System 装不变的规则 + 角色，每次调用复用、走 prompt cache 省 90% 成本；user 是这一轮的 task 指令，每次都变。两者混一字符串调试是地狱，production 必须分开。

我的 context 里 system / tools / memory / retrieval / user 各自占多少 token？

典型 production RAG 占用：system 800 + tools 1100 + memory 300 + retrieval 12000 + user 80 = 14280 token。用 Anthropic SDK 的 token counter 分段量。Retrieval 层永远是最大头。

Anthropic 5 个 agent pattern 是什么？

5 个 pattern：Prompt chaining（拆步）、Routing（先分类再选模板）、Parallelization（并行 + 汇聚）、Orchestrator-workers（主 agent + sub-agent）、Evaluator-optimizer（生成 + 评估循环）。每个都是 context 怎么切/怎么传的工程决策，不是 prompt 措辞。

我已经在用 OpenAI Chat Completions API，5 层 context 还适用吗？

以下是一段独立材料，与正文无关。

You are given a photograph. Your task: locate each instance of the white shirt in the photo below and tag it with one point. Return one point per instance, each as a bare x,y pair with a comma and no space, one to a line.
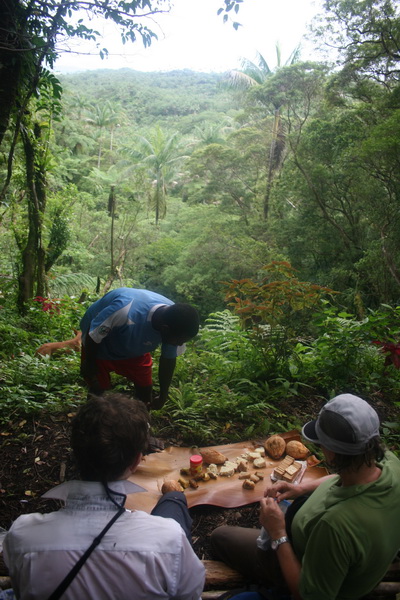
141,557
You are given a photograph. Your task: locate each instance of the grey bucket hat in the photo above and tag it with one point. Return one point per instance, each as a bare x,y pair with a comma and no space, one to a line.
344,425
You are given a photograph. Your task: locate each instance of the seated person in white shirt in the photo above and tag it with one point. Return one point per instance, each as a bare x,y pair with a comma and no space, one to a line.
140,556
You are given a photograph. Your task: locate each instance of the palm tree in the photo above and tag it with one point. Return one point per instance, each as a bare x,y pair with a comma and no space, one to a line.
161,155
104,116
255,74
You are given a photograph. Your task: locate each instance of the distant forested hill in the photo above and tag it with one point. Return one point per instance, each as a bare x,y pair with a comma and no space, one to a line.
157,96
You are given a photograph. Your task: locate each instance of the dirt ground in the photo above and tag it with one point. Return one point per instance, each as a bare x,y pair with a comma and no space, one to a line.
35,456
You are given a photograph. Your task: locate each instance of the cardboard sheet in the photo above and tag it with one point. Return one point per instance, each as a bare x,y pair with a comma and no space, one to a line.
226,492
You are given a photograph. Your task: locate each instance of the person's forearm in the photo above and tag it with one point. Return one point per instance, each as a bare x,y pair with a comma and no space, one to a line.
166,370
89,365
309,485
290,567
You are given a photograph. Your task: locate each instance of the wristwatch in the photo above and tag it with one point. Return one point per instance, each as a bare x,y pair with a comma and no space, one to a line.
276,543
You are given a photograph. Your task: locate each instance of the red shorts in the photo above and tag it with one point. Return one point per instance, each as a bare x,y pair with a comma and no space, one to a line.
137,369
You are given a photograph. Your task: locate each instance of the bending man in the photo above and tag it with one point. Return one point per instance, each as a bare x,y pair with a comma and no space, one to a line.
119,332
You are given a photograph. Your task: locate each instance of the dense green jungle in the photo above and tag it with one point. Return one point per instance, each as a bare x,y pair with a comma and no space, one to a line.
267,197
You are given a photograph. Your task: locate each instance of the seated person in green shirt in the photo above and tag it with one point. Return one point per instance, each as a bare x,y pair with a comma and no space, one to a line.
347,531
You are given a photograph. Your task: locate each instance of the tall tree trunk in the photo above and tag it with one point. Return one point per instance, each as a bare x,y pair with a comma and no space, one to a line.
11,58
32,279
272,161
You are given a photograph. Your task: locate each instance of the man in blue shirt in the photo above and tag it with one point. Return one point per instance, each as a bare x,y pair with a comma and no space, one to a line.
119,332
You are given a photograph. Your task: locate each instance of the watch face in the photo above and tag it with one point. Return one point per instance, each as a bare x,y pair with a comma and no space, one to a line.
276,543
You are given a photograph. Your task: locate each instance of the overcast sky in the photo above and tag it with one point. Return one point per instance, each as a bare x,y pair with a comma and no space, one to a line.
193,36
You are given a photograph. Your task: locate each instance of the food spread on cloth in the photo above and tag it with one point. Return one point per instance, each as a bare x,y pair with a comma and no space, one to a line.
231,475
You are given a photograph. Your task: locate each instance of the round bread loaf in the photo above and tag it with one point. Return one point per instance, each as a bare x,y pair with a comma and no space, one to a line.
275,446
171,485
297,450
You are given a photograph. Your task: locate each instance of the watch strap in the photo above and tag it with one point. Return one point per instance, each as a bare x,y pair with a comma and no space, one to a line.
276,543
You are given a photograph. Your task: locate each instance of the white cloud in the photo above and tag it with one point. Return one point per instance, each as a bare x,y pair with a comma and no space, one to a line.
193,36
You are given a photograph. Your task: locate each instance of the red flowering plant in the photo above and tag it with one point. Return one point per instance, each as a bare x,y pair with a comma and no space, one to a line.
54,319
48,305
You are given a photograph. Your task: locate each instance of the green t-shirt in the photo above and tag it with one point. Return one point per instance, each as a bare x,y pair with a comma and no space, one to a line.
345,537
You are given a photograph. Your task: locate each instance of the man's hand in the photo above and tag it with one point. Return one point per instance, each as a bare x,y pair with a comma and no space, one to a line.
282,490
272,518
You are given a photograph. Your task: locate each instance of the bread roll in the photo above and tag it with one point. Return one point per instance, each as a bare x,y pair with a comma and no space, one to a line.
212,456
275,446
297,450
171,485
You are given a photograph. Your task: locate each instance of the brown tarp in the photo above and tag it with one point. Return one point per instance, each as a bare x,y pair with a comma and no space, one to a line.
226,492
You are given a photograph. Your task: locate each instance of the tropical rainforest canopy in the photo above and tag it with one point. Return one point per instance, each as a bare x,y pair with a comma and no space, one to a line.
268,197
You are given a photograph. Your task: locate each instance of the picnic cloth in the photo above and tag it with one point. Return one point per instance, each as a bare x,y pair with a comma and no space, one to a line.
226,492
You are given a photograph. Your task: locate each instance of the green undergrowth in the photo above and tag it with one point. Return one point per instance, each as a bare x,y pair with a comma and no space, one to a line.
232,383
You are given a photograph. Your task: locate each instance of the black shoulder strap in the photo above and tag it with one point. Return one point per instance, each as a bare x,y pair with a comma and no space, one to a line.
58,592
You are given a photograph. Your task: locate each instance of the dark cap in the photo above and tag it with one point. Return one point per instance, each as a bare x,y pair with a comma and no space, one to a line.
344,425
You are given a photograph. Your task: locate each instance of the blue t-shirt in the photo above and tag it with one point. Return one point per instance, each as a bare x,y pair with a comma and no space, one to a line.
120,323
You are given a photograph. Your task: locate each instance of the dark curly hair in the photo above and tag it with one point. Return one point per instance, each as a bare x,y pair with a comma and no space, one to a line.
108,433
182,319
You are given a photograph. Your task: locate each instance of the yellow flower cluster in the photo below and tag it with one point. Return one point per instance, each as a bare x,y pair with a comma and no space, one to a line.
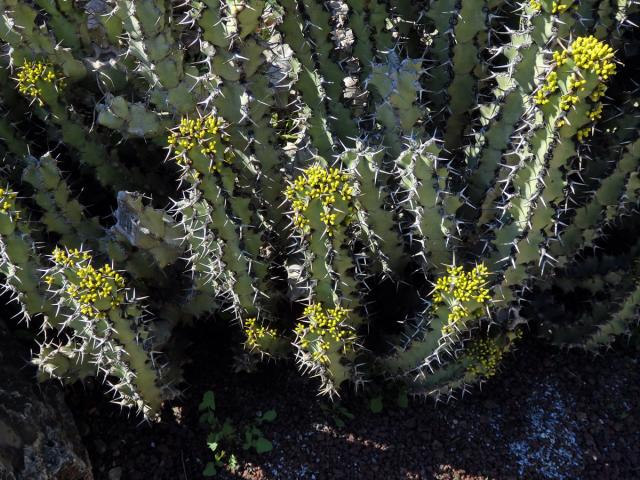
591,54
322,328
599,92
486,356
205,133
8,201
557,8
327,322
462,292
30,74
583,133
325,185
596,112
256,332
536,5
95,290
567,101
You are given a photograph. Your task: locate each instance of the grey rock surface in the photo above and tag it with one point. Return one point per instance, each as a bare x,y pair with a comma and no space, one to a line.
38,437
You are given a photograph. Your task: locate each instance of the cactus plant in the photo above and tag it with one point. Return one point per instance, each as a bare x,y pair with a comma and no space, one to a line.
372,188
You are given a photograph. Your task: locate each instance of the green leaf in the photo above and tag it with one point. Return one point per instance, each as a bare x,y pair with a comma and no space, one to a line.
263,445
375,404
208,401
209,470
269,416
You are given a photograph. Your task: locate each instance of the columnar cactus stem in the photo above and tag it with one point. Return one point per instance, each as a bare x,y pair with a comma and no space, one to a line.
323,208
103,311
19,260
63,214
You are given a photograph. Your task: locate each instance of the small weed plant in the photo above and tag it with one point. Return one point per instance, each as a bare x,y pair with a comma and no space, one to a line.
224,438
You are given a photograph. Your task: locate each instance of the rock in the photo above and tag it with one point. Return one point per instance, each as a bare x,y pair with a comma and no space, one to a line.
38,437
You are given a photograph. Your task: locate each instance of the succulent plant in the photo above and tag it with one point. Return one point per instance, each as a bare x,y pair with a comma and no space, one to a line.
372,188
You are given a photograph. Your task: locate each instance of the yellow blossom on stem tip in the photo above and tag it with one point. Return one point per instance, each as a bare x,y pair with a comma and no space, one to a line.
325,185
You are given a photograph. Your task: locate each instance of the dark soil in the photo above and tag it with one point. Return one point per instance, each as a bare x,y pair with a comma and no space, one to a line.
548,415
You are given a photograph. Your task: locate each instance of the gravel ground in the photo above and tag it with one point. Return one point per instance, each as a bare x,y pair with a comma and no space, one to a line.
549,415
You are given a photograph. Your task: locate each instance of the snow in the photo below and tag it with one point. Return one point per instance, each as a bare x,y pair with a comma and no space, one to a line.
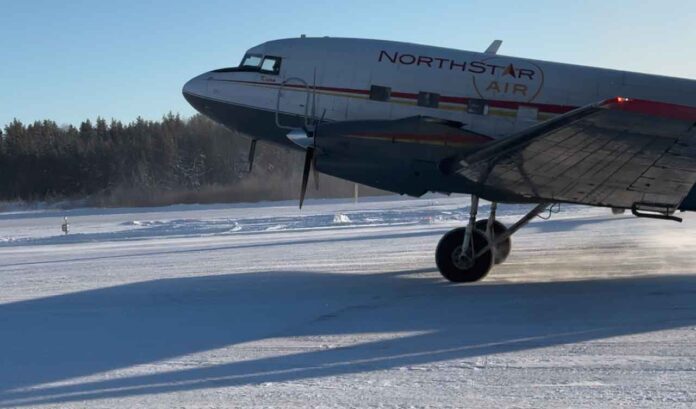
339,304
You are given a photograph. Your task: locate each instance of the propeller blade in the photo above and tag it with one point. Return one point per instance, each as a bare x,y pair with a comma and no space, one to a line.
315,174
309,157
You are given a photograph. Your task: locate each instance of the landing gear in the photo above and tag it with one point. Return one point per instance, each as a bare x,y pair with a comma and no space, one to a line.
462,266
467,254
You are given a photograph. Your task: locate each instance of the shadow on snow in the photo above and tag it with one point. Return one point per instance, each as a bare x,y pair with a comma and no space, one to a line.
73,335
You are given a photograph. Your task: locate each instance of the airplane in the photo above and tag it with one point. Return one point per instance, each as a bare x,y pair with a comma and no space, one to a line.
413,119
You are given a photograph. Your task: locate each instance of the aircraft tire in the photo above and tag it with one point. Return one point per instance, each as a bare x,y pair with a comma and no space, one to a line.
450,247
502,251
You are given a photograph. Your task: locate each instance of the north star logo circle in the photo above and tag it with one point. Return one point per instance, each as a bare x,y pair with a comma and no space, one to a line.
516,80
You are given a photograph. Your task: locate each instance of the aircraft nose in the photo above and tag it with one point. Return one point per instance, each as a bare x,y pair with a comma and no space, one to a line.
196,86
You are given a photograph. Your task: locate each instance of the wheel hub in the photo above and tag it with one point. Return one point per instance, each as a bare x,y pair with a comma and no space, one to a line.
462,259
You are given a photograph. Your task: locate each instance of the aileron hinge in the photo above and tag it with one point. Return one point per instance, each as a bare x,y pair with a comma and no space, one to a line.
654,211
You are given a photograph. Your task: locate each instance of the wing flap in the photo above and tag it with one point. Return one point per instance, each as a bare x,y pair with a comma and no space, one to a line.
616,153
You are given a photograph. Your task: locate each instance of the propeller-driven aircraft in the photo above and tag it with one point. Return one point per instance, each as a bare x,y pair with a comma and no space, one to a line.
412,119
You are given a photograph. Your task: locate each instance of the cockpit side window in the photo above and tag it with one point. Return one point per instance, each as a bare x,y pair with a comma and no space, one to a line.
271,65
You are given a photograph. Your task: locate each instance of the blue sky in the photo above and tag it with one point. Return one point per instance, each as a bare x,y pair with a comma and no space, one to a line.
74,59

适用。5 层是工程抽象，不绑模型：OpenAI 的 system role + tools 参数 + messages history + retrieval 注入 + user message 一一对应。Gemini / DeepSeek / Qwen API 字段名不同但层次完全一致，迁移只是改 SDK 包名。

做客服机器人这种简单业务，5 层都要做吗？

不需要全做：客服机器人最少 3 层够用——system（角色 + 业务规则）+ retrieval（FAQ 知识库 top-3）+ user。Memory 层做不做看是否需要跨 session 记住客户偏好；tools 层只在要操作订单/退款时才加。先 3 层上线再按 ticket 复盘加层。

新手最容易在哪一层翻车？

Retrieval 层。80% 自学项目栽在「召回了相关文档但 LLM 还是答错」——以为是 prompt 不行去调 system 措辞，真问题是 retrieval 没做 selection（filter / rerank / judge）。第 3、5 章专门讲。